RAJENDRA KISHORE PAL CHAUDHURY Vs. ASIRULLA

Decided On May 07, 1937
RAJENDRA KISHORE PAL CHAUDHURY Appellant
V/S
ASIRULLA Respondents

JUDGEMENT

(1.) This rule was directed against an order passed under Order 21, Rule 100, Civil P.C., by the learned Munsif, Second Court, Hahigunj in the District of Sylhet on 25 August 1936. The petitioner in this Court as decree holder in a suit for ejectment for non-payment of rent, obtained delivery of possession of lands appertaining to a tenancy on 24 December 1935 and the application under Order 21, Rule 100, Civil P.C, giving rise to this case was made by the opposite party in this rule on the ground of his dispossession on 24 March 1936, by the petitioner. The usufructuary mortgage on the footing of which the opposite party claimed to be in possession has been found to be a genuine transaction and the question was whether the Court below acted erroneously in the exercise of its jurisdiction in entertaining the application under Order 21, Rule 100, Civil P C., after the proceedings in execution in which the decree, holder obtained delivery of possession had terminated on 18 January 1936, the execution case having been disposed of on that date.

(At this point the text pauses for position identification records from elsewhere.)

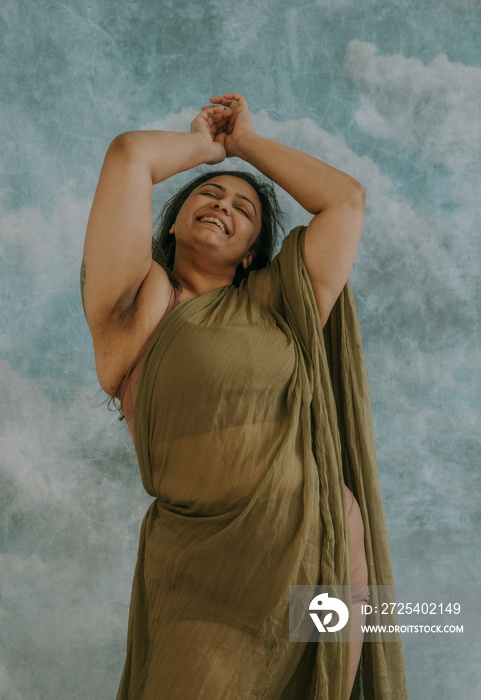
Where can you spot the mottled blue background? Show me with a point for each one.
(390, 92)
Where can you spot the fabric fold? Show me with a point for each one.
(249, 419)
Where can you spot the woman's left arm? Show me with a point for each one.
(335, 198)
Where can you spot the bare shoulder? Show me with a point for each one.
(117, 345)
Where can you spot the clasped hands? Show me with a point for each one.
(225, 126)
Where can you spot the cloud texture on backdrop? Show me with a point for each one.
(393, 98)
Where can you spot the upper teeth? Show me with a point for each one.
(213, 220)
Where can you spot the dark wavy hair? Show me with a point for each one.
(163, 243)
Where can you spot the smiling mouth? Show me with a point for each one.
(214, 220)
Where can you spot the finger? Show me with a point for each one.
(215, 109)
(228, 97)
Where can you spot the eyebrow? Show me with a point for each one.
(238, 195)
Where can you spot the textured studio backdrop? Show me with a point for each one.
(388, 91)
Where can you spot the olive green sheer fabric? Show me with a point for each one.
(248, 419)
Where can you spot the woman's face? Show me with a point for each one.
(221, 219)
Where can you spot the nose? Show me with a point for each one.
(222, 205)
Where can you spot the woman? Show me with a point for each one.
(236, 425)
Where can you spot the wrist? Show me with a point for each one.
(247, 146)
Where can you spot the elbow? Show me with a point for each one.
(357, 194)
(124, 145)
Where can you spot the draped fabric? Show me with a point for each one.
(249, 419)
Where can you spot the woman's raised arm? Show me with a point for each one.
(335, 199)
(117, 253)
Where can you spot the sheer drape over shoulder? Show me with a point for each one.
(249, 419)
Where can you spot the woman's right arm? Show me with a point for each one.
(124, 292)
(117, 252)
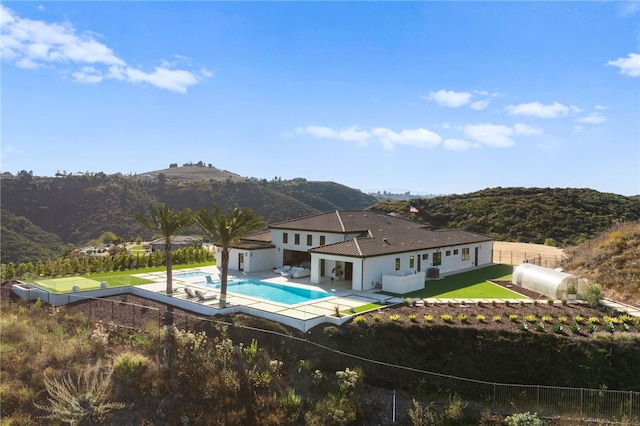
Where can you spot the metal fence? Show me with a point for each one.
(516, 258)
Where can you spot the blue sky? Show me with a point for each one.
(427, 97)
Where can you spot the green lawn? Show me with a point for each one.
(113, 279)
(472, 284)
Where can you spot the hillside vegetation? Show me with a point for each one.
(556, 216)
(41, 215)
(612, 260)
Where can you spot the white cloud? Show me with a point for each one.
(592, 118)
(87, 75)
(420, 138)
(30, 44)
(494, 135)
(450, 98)
(458, 145)
(536, 109)
(479, 105)
(628, 66)
(526, 130)
(317, 132)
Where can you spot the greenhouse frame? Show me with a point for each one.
(550, 282)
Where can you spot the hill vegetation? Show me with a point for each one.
(554, 216)
(76, 209)
(612, 260)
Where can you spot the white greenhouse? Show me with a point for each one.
(550, 282)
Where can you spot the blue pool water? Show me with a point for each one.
(190, 274)
(284, 294)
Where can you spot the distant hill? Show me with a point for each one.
(192, 172)
(612, 259)
(75, 209)
(556, 216)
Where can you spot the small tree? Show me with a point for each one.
(169, 223)
(225, 230)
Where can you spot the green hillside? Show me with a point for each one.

(2.) The contention urged in support of this rule that the Munsif in the Court below ought to have held that the dispossession not having occurred in the course of execution the application under O.21, R 100, Civil P.C., was not maintainable does not appear to me to be sound. What was contemplated by the provision of the law referred to above was that in the case of dispossession by a decree holder of a person in possession, other than the judgment debtor, the person dispossessed had his remedy as provided by Order 21, Rule 101, Civil P.C., when the Court was satisfied that the applicant was in possession on his own account. The question was whether dispossession was by a decree-holder or auction-purchaser as such, and not whether the dispossession actually took place after disposal of any execution case started at the instance of the decree-holder or auction purchaser. Judging from this standpoint, the decision of the Court below must be taken to be right on the findings on evidence arrived at by it. The rule must be discharged on this ground.

(3.) In the next place, I am satisfied that this Court should not interfere in a case of the present description even if it were held that the decision against which this rule was directed was erroneous, seeing that there was a more comprehensive remedy open to the petitioner to establish his title to the property in question as against the person in whose favour an order has been made in a proceeding of a summary nature arising out of execution of a decree. The rule is discharged. There is no order as to costs in this rule.